Chart of the day: Wall Street is back. "The number of people working in the securities business nationally has returned to 2007 levels, as has the gap between the compensation of Wall Street workers and that of everyone else. The financial sector as a whole is reporting profits that are as large a share of the overall economy as in the early 2000s and more than double their average level over the 70 years ended in 1999." Neil Irwin in The New York Times.

1. Top story: Los Angeles to raise minimum wage

Los Angeles will raise the minimum wage to $15 an hour. "The Los Angeles City Council voted on Tuesday to increase the minimum wage in the nation's second-largest city to $15 an hour by 2020 from the current $9, in a victory for labor and community groups that have pushed for similar pay hikes in several U.S. municipalities The council's 14-1 vote on the measure, which must come back before the panel for final approval, would require businesses with more than 25 employees to meet the $15 pay level by 2020, while smaller businesses would have an extra year to comply. Officials said the plan, which comes on the heels of similar minimum wage hikes in other major cities including Seattle and San Francisco, would increase pay of an estimated 800,000 workers in the city." Alex Dobuzinskis for Reuters.

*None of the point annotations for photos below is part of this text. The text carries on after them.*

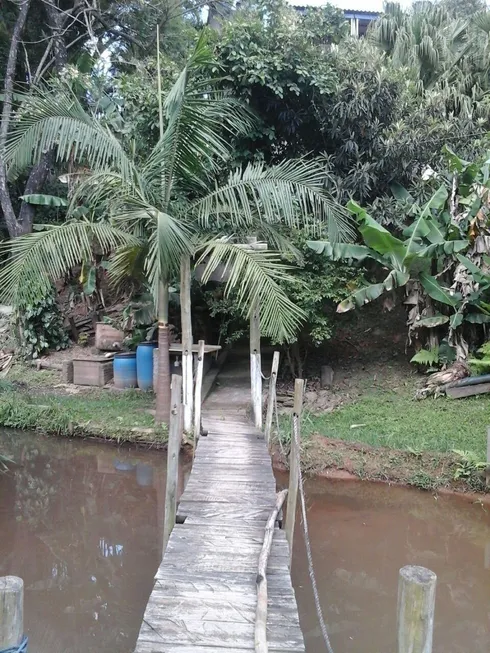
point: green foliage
(442, 262)
(41, 326)
(350, 104)
(17, 412)
(426, 357)
(178, 199)
(468, 465)
(481, 365)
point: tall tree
(177, 200)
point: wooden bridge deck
(204, 598)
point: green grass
(395, 419)
(120, 416)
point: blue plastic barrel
(144, 364)
(125, 370)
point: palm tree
(178, 201)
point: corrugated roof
(368, 6)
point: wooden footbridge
(205, 596)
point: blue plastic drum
(144, 364)
(125, 370)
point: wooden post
(271, 397)
(255, 365)
(262, 598)
(198, 394)
(487, 473)
(174, 441)
(185, 312)
(416, 603)
(294, 462)
(11, 612)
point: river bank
(37, 400)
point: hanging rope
(306, 535)
(22, 648)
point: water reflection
(362, 534)
(82, 525)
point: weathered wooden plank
(212, 633)
(157, 647)
(218, 609)
(204, 598)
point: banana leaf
(431, 322)
(44, 200)
(434, 289)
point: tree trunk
(162, 412)
(22, 224)
(8, 90)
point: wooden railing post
(294, 462)
(187, 372)
(272, 397)
(11, 612)
(256, 366)
(174, 442)
(416, 603)
(198, 393)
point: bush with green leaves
(41, 327)
(442, 259)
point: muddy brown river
(82, 524)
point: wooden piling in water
(11, 612)
(260, 636)
(174, 441)
(294, 462)
(416, 604)
(198, 394)
(271, 397)
(487, 472)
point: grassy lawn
(394, 419)
(34, 400)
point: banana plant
(435, 260)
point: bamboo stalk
(255, 365)
(261, 614)
(272, 396)
(174, 442)
(294, 461)
(198, 393)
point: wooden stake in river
(11, 612)
(416, 604)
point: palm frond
(290, 193)
(256, 275)
(198, 120)
(53, 119)
(168, 241)
(42, 257)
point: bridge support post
(198, 394)
(271, 398)
(294, 463)
(174, 441)
(187, 363)
(256, 366)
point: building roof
(364, 6)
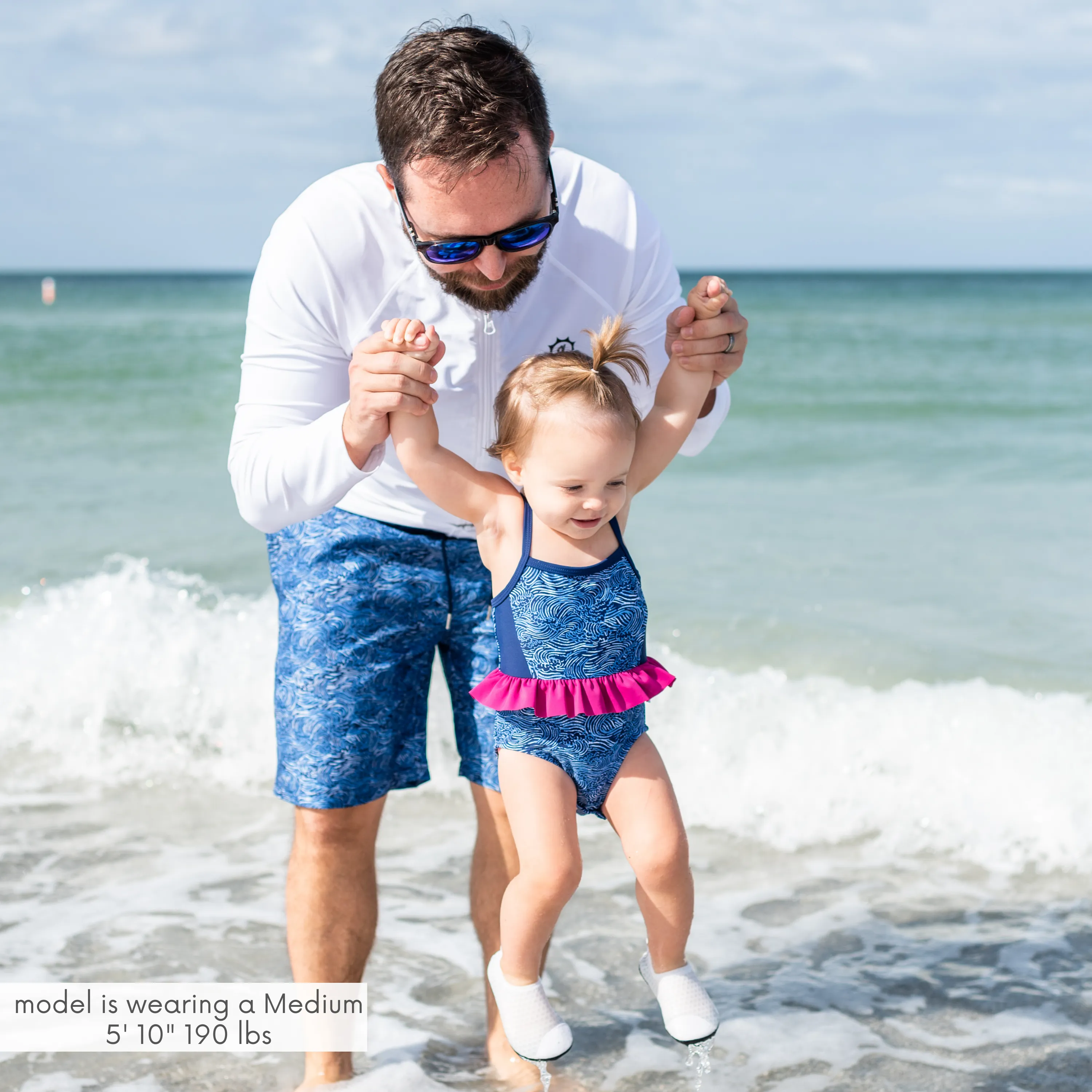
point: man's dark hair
(459, 93)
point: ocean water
(875, 591)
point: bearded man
(472, 222)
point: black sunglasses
(520, 237)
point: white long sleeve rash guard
(338, 265)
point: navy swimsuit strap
(525, 556)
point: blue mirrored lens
(531, 235)
(448, 254)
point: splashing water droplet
(698, 1056)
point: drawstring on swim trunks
(447, 577)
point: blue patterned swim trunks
(364, 606)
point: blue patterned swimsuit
(574, 674)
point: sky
(764, 134)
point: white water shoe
(533, 1029)
(688, 1012)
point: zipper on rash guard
(488, 357)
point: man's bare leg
(332, 909)
(494, 865)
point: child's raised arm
(440, 474)
(680, 398)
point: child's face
(574, 473)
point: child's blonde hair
(543, 380)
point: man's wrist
(361, 438)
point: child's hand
(708, 297)
(412, 338)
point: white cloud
(840, 134)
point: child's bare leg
(642, 808)
(541, 801)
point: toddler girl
(574, 673)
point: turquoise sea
(874, 587)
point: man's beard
(466, 284)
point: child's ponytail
(545, 379)
(612, 347)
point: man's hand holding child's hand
(390, 372)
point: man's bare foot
(326, 1068)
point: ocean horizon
(873, 587)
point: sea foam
(132, 675)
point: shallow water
(881, 733)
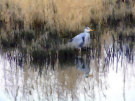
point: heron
(81, 40)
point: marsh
(35, 64)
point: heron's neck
(86, 32)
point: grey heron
(81, 40)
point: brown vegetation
(67, 15)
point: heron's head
(87, 29)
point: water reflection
(83, 64)
(63, 76)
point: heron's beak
(91, 30)
(90, 75)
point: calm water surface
(100, 74)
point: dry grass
(62, 15)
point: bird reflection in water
(83, 64)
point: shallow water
(104, 73)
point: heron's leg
(80, 51)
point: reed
(62, 16)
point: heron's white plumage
(81, 40)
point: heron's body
(81, 40)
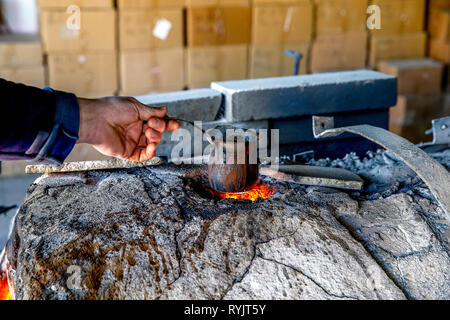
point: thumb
(147, 112)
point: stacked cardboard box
(439, 29)
(218, 34)
(341, 36)
(439, 45)
(401, 35)
(278, 26)
(79, 39)
(419, 88)
(151, 41)
(21, 60)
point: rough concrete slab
(192, 105)
(285, 97)
(147, 233)
(91, 165)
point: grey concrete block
(193, 105)
(166, 145)
(323, 93)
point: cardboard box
(96, 33)
(439, 50)
(278, 2)
(29, 75)
(338, 52)
(217, 3)
(144, 71)
(150, 29)
(440, 29)
(19, 51)
(271, 61)
(147, 4)
(282, 24)
(83, 4)
(401, 46)
(218, 26)
(216, 63)
(83, 74)
(415, 76)
(340, 16)
(412, 116)
(433, 7)
(401, 16)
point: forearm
(37, 125)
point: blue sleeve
(37, 125)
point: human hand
(122, 127)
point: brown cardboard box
(218, 26)
(400, 16)
(412, 116)
(97, 32)
(440, 29)
(276, 24)
(147, 4)
(401, 46)
(18, 51)
(151, 28)
(30, 75)
(340, 16)
(83, 4)
(271, 61)
(415, 76)
(216, 63)
(272, 2)
(81, 152)
(144, 71)
(433, 7)
(217, 3)
(337, 52)
(439, 50)
(83, 74)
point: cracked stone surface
(150, 233)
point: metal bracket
(441, 133)
(435, 176)
(297, 56)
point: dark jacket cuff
(64, 134)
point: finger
(149, 153)
(157, 124)
(142, 142)
(172, 125)
(152, 136)
(146, 112)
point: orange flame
(4, 288)
(259, 191)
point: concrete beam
(192, 105)
(314, 94)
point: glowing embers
(4, 288)
(258, 191)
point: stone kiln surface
(148, 233)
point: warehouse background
(99, 48)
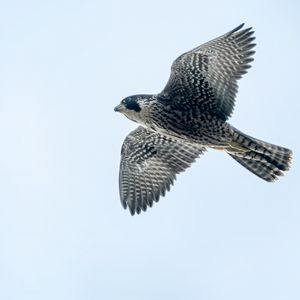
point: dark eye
(133, 105)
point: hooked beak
(119, 108)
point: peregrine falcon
(189, 116)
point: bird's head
(134, 107)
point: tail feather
(265, 160)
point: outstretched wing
(149, 164)
(206, 77)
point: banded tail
(265, 160)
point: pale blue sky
(221, 233)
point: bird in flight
(190, 115)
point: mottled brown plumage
(188, 116)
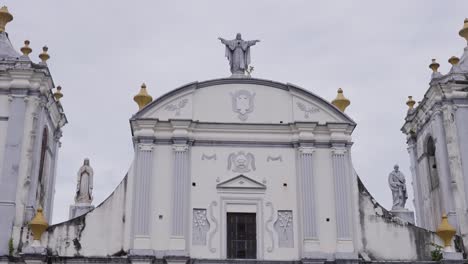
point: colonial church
(233, 170)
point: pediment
(241, 182)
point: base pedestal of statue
(79, 209)
(404, 214)
(452, 257)
(34, 254)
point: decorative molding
(145, 146)
(177, 107)
(268, 228)
(200, 227)
(180, 147)
(284, 228)
(307, 109)
(241, 182)
(215, 229)
(242, 103)
(241, 162)
(277, 158)
(306, 150)
(206, 157)
(339, 151)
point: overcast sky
(101, 51)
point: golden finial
(410, 103)
(445, 231)
(340, 101)
(454, 60)
(434, 66)
(38, 224)
(44, 56)
(58, 94)
(26, 49)
(5, 17)
(142, 98)
(464, 31)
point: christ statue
(238, 53)
(84, 187)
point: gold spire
(44, 56)
(38, 224)
(434, 66)
(26, 49)
(58, 94)
(464, 31)
(142, 98)
(340, 101)
(5, 17)
(454, 60)
(445, 231)
(410, 103)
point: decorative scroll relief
(242, 103)
(268, 228)
(307, 109)
(241, 162)
(200, 227)
(284, 228)
(277, 158)
(210, 157)
(177, 107)
(215, 229)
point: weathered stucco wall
(101, 232)
(387, 238)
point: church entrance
(242, 235)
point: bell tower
(437, 138)
(31, 118)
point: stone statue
(84, 187)
(397, 183)
(238, 54)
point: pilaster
(180, 196)
(444, 168)
(342, 172)
(418, 199)
(142, 194)
(307, 198)
(10, 169)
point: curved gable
(243, 101)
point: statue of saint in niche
(397, 183)
(84, 187)
(238, 54)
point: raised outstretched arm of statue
(222, 40)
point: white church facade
(232, 170)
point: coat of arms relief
(242, 103)
(241, 162)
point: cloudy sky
(101, 51)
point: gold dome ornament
(434, 66)
(142, 98)
(340, 101)
(38, 224)
(26, 50)
(446, 232)
(410, 103)
(454, 60)
(464, 31)
(44, 56)
(58, 94)
(5, 17)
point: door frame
(241, 205)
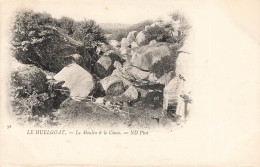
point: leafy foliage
(44, 41)
(163, 66)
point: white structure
(179, 87)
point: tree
(89, 33)
(65, 24)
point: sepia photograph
(129, 83)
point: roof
(77, 79)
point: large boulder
(113, 85)
(137, 73)
(134, 45)
(114, 43)
(79, 81)
(125, 43)
(141, 39)
(144, 57)
(105, 61)
(131, 36)
(30, 79)
(130, 94)
(152, 42)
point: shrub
(165, 65)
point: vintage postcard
(130, 83)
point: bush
(45, 42)
(165, 65)
(32, 97)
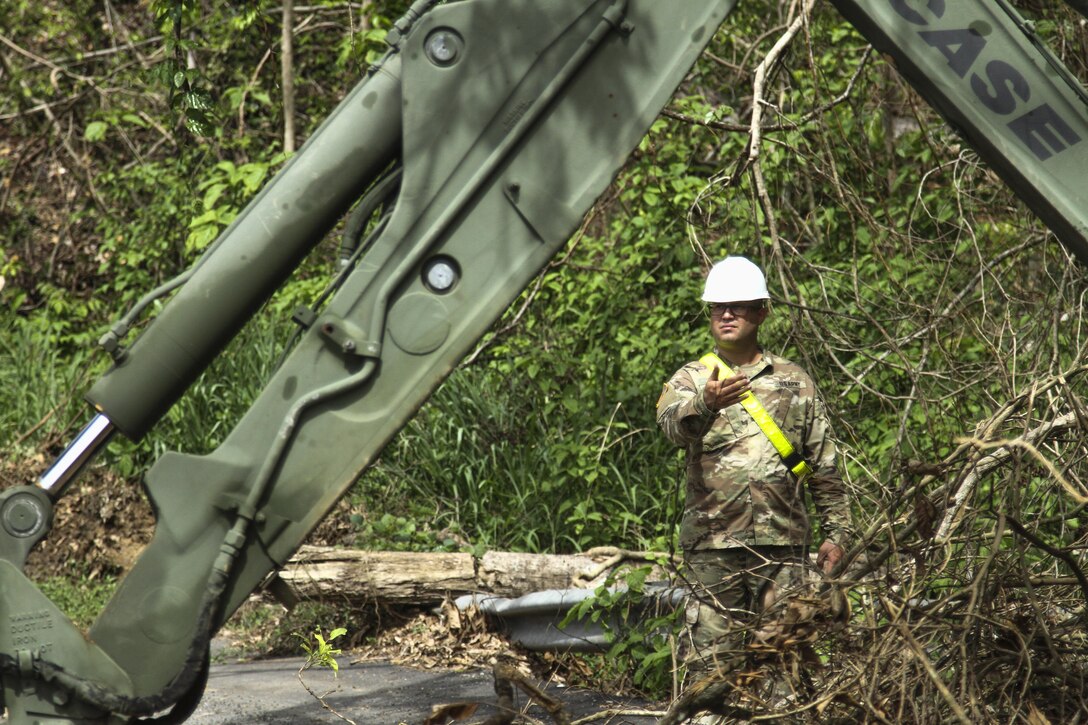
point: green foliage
(321, 653)
(641, 633)
(79, 598)
(224, 191)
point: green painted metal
(509, 119)
(980, 65)
(507, 137)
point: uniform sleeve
(681, 412)
(826, 486)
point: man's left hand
(828, 555)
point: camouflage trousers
(734, 592)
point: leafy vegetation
(944, 324)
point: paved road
(371, 693)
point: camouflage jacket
(739, 490)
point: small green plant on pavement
(321, 653)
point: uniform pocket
(733, 425)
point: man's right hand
(720, 394)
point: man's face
(734, 324)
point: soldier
(745, 529)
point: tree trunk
(428, 578)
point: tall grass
(480, 459)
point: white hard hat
(734, 279)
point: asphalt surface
(372, 693)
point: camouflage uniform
(745, 526)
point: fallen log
(317, 573)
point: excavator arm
(496, 144)
(486, 133)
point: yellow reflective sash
(763, 419)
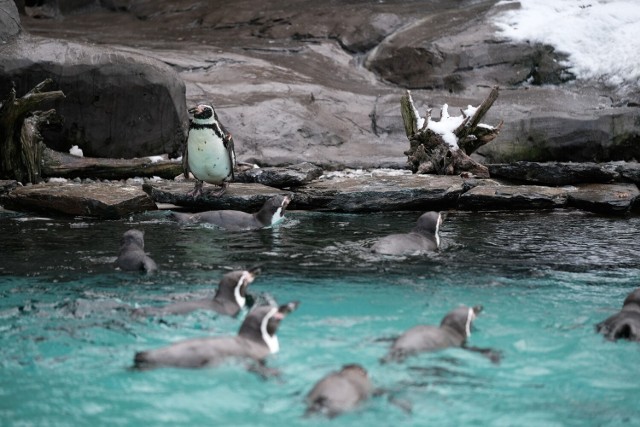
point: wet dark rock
(244, 197)
(380, 193)
(601, 198)
(555, 173)
(629, 171)
(102, 200)
(7, 185)
(513, 197)
(9, 21)
(281, 177)
(117, 104)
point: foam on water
(544, 280)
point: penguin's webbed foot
(219, 192)
(197, 190)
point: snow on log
(443, 147)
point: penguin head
(461, 319)
(632, 301)
(273, 210)
(233, 285)
(262, 323)
(429, 224)
(355, 370)
(203, 113)
(132, 237)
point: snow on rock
(445, 127)
(76, 151)
(600, 37)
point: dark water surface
(544, 279)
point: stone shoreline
(610, 188)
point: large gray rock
(117, 104)
(244, 197)
(321, 82)
(601, 198)
(9, 21)
(283, 177)
(555, 173)
(380, 193)
(513, 197)
(101, 200)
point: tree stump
(20, 138)
(443, 147)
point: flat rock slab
(513, 197)
(555, 173)
(103, 200)
(281, 177)
(380, 193)
(244, 197)
(602, 198)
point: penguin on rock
(209, 153)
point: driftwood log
(429, 153)
(20, 139)
(25, 158)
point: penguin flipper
(185, 161)
(149, 265)
(495, 356)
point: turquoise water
(544, 279)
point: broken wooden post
(20, 139)
(443, 147)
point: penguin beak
(196, 110)
(285, 309)
(255, 270)
(285, 202)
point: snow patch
(600, 37)
(156, 159)
(76, 151)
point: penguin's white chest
(208, 157)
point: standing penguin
(255, 341)
(209, 153)
(339, 391)
(230, 297)
(626, 323)
(132, 256)
(424, 237)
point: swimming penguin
(132, 256)
(271, 212)
(423, 238)
(626, 323)
(453, 331)
(339, 391)
(230, 297)
(255, 341)
(209, 153)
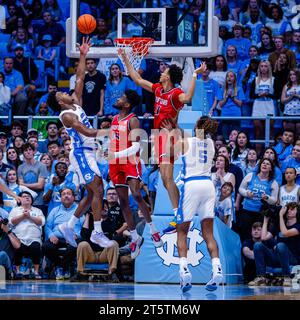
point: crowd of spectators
(256, 73)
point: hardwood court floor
(45, 290)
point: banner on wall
(161, 265)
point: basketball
(86, 24)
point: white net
(135, 48)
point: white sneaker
(68, 234)
(217, 278)
(185, 280)
(100, 239)
(157, 240)
(135, 247)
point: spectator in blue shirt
(55, 240)
(233, 63)
(116, 85)
(14, 80)
(255, 25)
(57, 183)
(231, 103)
(242, 44)
(293, 162)
(271, 154)
(207, 94)
(285, 146)
(52, 130)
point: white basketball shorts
(84, 163)
(197, 197)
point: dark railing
(95, 119)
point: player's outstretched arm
(80, 74)
(70, 121)
(134, 75)
(187, 97)
(134, 138)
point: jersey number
(156, 113)
(203, 156)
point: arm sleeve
(34, 194)
(155, 86)
(49, 224)
(244, 185)
(129, 151)
(274, 194)
(175, 99)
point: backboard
(191, 31)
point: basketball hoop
(135, 48)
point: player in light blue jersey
(83, 154)
(197, 197)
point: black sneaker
(78, 277)
(113, 278)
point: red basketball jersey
(167, 104)
(119, 134)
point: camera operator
(8, 244)
(28, 222)
(287, 250)
(257, 186)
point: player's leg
(67, 228)
(207, 233)
(134, 185)
(184, 273)
(188, 206)
(97, 236)
(166, 172)
(136, 240)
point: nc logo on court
(167, 251)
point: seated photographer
(224, 204)
(88, 252)
(287, 250)
(254, 188)
(54, 238)
(290, 192)
(248, 251)
(28, 221)
(8, 244)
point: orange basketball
(86, 24)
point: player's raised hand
(202, 68)
(85, 46)
(167, 124)
(122, 53)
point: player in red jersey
(169, 100)
(125, 166)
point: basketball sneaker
(217, 277)
(135, 247)
(258, 281)
(156, 240)
(101, 240)
(171, 227)
(185, 280)
(68, 233)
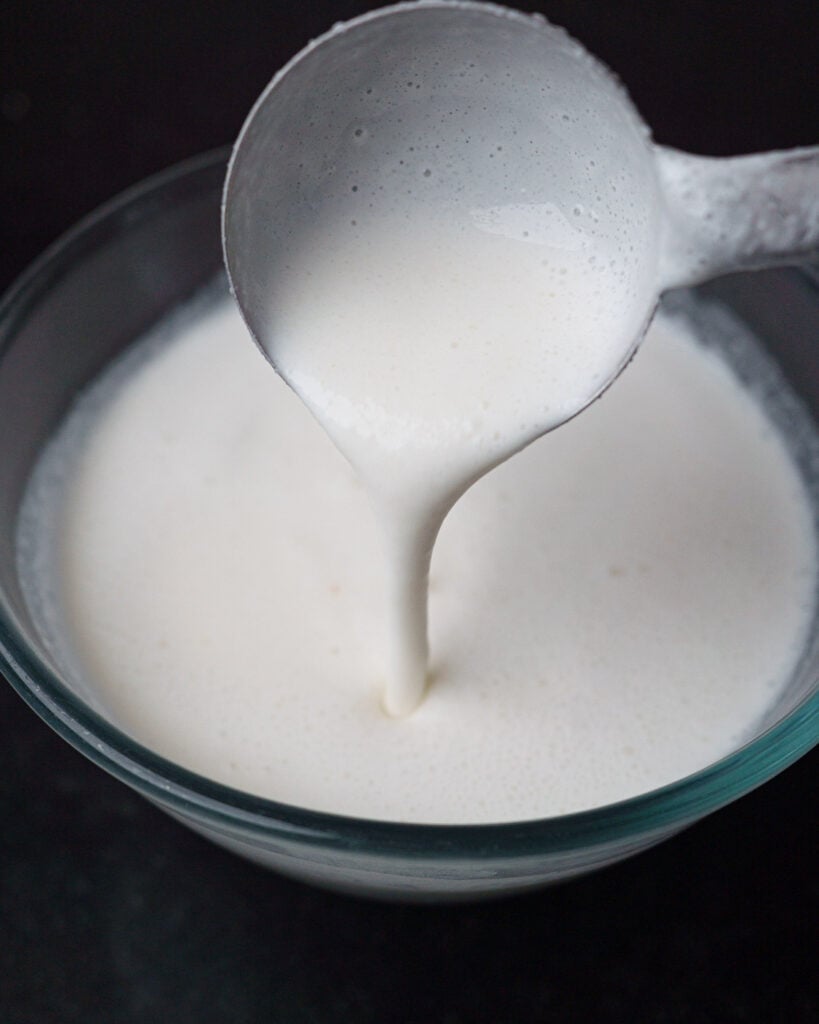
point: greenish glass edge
(192, 796)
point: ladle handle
(738, 213)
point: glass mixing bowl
(101, 287)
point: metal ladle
(487, 109)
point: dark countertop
(110, 911)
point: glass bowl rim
(235, 812)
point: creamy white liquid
(611, 609)
(431, 348)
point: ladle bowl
(478, 113)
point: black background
(112, 912)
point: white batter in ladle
(447, 228)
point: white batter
(431, 346)
(611, 609)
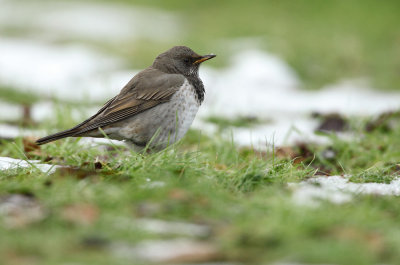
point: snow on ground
(55, 20)
(256, 84)
(338, 190)
(7, 163)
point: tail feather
(56, 136)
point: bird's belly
(165, 123)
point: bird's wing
(144, 91)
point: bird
(154, 109)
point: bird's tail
(56, 136)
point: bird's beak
(204, 58)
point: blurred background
(285, 71)
(278, 61)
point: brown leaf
(80, 213)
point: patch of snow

This was a big win for labor. "The vote was the latest show of organized labor’s clout at City Hall. During nearly a year of often emotional debate, labor leaders never gave ground on their central demand that the minimum wage rise to at least $15. The City Council ultimately favored that approach over Garcetti’s proposal to raise the minimum wage to $13.25 by 2017. ... Backed by well-organized labor activists at the national level, the campaign to raise the minimum wage has become a focus of Democrats seeking to revive their party’s focus on income inequality. Once Los Angeles’ wage hike is finalized, the city will join other West Coast cities that have enacted higher minimum wages in the last two years." Peter Jamison, David Zahniser and Alice Walton in the Los Angeles Times.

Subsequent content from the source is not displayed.